あっ、あれは、この前の少年じゃないか。列車強盗のとき、三村くんといっしょに逃げていった。
とたんに三村くんの顔つきが変わる。青ざめて、かたくなった。低い声でつぶやく。
「やめろ。わかってる。ちゃんとやる」
おかしいぞ。
リーダーは三村くんじゃないのか? あの大男のほうがいばってる。
僕にしか聞こえない小声で、蘭さんがささやく。
「かーくん。アイツです。僕が感じてた、ものすごく強い相手。あの大男ですよ」
そうだ。たしかに、僕も感じる。僕には蘭さんみたいな危険察知能力はないけど、なんとなく本能でわかるんだ。

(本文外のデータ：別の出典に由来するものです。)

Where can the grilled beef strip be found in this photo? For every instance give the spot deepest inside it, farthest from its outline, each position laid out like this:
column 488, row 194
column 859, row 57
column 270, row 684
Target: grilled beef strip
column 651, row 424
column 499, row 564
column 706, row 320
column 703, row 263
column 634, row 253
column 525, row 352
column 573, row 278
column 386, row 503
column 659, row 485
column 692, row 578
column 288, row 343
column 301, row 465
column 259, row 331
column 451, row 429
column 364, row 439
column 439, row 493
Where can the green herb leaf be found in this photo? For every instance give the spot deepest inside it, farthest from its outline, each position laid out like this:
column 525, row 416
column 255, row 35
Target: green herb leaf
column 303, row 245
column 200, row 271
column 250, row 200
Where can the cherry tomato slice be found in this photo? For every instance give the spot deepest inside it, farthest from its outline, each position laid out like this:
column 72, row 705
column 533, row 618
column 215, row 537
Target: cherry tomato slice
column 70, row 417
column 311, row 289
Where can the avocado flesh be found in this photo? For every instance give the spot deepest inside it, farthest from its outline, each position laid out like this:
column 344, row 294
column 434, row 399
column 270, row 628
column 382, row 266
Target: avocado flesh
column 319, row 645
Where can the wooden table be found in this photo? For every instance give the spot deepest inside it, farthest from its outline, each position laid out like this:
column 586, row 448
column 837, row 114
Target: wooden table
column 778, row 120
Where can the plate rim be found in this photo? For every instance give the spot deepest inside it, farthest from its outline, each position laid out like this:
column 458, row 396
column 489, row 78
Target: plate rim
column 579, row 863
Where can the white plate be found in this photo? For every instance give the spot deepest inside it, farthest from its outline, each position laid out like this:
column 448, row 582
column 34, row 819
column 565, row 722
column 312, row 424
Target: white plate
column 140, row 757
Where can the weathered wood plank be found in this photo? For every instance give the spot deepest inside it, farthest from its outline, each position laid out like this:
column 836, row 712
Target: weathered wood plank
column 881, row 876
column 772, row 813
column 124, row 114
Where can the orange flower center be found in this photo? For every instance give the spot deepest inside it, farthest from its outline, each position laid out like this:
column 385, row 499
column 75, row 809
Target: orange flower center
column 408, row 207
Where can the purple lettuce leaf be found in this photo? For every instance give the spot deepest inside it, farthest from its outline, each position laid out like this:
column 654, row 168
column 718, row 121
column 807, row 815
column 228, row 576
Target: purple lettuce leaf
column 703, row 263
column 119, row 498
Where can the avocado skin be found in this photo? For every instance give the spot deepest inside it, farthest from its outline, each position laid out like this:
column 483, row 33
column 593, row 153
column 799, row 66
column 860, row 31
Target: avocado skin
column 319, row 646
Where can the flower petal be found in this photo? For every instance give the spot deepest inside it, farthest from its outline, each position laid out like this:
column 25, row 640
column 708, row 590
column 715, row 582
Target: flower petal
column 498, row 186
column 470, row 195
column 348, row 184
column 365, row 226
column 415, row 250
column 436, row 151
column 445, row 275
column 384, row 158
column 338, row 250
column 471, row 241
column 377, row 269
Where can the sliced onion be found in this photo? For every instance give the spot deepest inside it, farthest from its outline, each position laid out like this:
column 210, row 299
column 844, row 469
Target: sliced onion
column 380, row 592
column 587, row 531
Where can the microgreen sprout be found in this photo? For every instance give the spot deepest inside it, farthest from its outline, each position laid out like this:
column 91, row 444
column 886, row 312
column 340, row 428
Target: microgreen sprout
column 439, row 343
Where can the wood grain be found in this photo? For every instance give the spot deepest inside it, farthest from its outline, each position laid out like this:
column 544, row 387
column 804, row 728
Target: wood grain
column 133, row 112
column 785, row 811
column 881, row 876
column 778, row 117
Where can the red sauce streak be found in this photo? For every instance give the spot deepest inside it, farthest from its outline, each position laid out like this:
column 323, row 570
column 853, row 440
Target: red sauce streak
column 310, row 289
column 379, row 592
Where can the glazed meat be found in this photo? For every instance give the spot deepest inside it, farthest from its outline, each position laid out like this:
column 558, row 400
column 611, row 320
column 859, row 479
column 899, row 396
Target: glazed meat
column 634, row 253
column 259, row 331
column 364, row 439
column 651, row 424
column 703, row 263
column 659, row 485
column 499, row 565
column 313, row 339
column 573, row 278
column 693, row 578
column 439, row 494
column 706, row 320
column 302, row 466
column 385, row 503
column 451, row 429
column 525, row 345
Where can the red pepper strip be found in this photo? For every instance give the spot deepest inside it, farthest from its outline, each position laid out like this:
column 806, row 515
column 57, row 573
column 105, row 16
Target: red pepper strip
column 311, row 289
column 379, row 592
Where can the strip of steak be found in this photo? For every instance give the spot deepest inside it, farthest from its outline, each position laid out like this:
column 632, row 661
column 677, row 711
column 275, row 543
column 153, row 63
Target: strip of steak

ものすごい強さだ。これまで戦ったなかで、これに匹敵するくらい強かったのは、ミルキー城の地下にいたレッドドラゴン。あるいは、ヤドリギ……。
正直、今の僕らに勝てるかどうか自信がない。
蘭さんの五万攻撃力は通用するだろう。でも、それ以外の数値が心もとない。一撃で相手を倒せるんじゃないかぎり、とんでもない反撃が襲ってくるに違いない。
そんな相手だ。
そのあいだにも、三村くんは盗賊たちに命じた。
「おら、急げ! 早くゴーレムを運ぶんだ!」
いけない。ギガゴーレムのケージが外された。巨大ロボは車つきのカートに載せられている。巨体だけど、十数人で押せば、意外とすんなり動きだす。
「待て! 行かせないぞ!」
蘭さんが走っていく。
僕らも急いで追った。
すると、その前に三村くんが立ちはだかった。サッとマントを外すと、その下には筋力補強アームみたいなものをつけていた。
ジャラーン、ジャラーン!
ジャラララーン!
ああ、やっぱり、始まっちゃうんだね……。